RAHAT BIRAKMAYACAĞIZ DEDİLER


Murat Can Barbaros: Ben Kara Harp Okulu'ndan ayrılmak zorunda bırakıldım. Maltepe Askeri Lisesi'ni bitirip Harp Okulu Nizamiyesinden içeriye adım attığım andan itibaren bahsedilen tüm işkencelere birebir maruz kaldım. O zaman üstteğmendi, Mahmut Karakullukçu tarafından darp edildim, sıcak altında bekletildim, tuvaletin içerisinde şınav çektirildim. Uzman Psikolog subaya yaşadıklarımı tüm açıklığıyla anlattım. Tıbbi yemin etmiştir, doğruyu yazar dedim ama yanılmışım. Raporunda, 'öğrenci kendini asker olmaya uygun hissetmiyor, dışarıda daha başarılı olacağını düşünüyor' tarzı şeyler yazıyordu. TSK komuta kademesine kadar hakkımı aramaya çalıştım, çeşitli şikayet dilekçeleri yazdım. Benim dilekçelerimi yırtıp attılar gözümün önünde. Bana zaten gideceğimi, Menteş kampını bir şekilde bitirirsem Harp Okulu'ndan ayıracaklarını, Harp Okulu'nu bir şekilde bitirirsem mezun olduktan sonra bütün görev hayatım boyunca bana huzur vermeyeceklerini söylediler. Çağırsalar dönmek ister miyim? Tabiki isterim. O benim 13 yaşında girdiğim çocukluk hayalimdi. Ama oraya dönmem için oranın dürüstlüğüne, temizliğine kesinlikle inanmış olmam gerekiyor.
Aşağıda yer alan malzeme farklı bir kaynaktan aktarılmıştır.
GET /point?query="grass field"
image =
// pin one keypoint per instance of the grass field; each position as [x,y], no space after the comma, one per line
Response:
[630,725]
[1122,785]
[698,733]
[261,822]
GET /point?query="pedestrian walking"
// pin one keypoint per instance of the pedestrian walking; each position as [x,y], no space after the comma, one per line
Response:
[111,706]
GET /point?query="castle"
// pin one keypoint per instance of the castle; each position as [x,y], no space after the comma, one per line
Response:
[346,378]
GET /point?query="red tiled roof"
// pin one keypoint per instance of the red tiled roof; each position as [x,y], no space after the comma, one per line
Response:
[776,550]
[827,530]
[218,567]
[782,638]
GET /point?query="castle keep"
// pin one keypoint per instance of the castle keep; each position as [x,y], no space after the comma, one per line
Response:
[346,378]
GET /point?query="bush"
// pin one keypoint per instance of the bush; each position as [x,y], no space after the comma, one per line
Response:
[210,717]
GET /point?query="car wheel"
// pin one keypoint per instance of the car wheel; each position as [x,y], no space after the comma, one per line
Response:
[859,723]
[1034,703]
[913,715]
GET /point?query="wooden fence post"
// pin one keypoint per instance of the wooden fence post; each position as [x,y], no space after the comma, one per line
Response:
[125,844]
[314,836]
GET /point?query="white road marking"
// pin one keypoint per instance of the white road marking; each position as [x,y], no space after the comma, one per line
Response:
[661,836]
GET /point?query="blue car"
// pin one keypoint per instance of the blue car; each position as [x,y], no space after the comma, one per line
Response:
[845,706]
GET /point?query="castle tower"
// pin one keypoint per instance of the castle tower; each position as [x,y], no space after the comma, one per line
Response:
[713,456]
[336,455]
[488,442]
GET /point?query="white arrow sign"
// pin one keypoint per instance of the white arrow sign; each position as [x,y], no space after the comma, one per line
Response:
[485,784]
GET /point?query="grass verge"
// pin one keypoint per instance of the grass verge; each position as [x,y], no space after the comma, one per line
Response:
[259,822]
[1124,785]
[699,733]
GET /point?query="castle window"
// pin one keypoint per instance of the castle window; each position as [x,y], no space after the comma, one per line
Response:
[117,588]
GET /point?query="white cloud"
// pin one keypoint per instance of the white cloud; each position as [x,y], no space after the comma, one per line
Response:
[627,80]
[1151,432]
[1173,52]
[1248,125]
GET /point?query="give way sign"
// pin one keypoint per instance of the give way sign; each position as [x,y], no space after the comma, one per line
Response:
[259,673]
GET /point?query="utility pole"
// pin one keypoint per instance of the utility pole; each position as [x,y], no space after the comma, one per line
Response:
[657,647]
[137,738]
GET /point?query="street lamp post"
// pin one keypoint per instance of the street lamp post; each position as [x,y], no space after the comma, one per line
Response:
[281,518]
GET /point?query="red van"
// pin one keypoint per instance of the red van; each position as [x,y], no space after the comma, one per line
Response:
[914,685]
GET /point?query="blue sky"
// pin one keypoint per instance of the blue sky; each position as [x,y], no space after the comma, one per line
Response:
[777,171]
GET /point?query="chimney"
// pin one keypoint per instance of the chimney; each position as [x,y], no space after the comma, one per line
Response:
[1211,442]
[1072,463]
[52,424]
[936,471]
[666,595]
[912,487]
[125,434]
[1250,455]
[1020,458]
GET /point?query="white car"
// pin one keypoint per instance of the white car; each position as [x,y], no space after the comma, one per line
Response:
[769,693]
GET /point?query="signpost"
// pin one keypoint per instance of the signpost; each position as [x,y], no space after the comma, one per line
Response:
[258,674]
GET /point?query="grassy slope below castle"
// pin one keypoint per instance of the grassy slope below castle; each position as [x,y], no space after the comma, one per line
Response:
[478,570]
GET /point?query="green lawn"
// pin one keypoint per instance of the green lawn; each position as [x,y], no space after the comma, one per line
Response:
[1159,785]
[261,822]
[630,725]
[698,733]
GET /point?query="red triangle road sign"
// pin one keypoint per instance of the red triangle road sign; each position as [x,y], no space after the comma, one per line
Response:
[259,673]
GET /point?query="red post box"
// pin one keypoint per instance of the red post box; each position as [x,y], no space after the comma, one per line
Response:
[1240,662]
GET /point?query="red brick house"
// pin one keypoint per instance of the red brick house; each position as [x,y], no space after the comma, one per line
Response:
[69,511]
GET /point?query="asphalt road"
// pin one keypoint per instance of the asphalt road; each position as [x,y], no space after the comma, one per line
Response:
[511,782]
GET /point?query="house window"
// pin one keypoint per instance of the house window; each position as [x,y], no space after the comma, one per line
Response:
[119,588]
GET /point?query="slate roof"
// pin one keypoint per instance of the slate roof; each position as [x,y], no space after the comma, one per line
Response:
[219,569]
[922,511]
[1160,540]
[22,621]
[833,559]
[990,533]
Kendimi, ailemi, şerefimi oraya tekrar emanet edebilmem için haklarımızın iade edilmiş olması ve içeride de o vatan hainlerinden hiçbirinin kalmamış olduğuna inanmam gerekiyor.



İŞ GÖRÜŞMELERİMİZ NORMAL GEÇMİYOR


Göker Debağoğlu: 2002 yılında Hava Harp Okulu'na girdim. İlk yıl hiçbir problem yaşamadık. Ama ikinci sınıfa geçtiğimizde komutanımız değişti, her şey değişti. İncirlik Hava Üssü'nün Türk komutanı Tuğgeneral Bekir Ercan Van, vatana ihanetten tutuklandı. O zaman binbaşıydı ve filo komutanımız olarak ikinci sınıfta geldi. Kol komutanları da değişti. Disiplin puanları hızla düşmeye başladı. Ben 3. Sınıfa 86 disiplin puanıyla başladım, atıldığımda, ki bu bir haftada oldu, eksi 168 falandı hesaplayabildiğim. Yüksek Disiplin Kurulu'na çıktım, ilişiğim kesildi. Disiplin Kurulu'nda beni sorgulayan da Bekir Ercan Van'dı. Hayalim F16 pilotu olmaktı. Üçüncü sınıfın sonunda atıldım. Şuan elektrik elektronik mühendisiyim. İş görüşmelerimiz normal geçmez bizim. Neden ordudan atıldınız, neden ayrıldınız, sürekli bir elenme durumu. İnanın 15 görüşmeye gidip sadece birinden bir şey çıkarabiliyorsunuz.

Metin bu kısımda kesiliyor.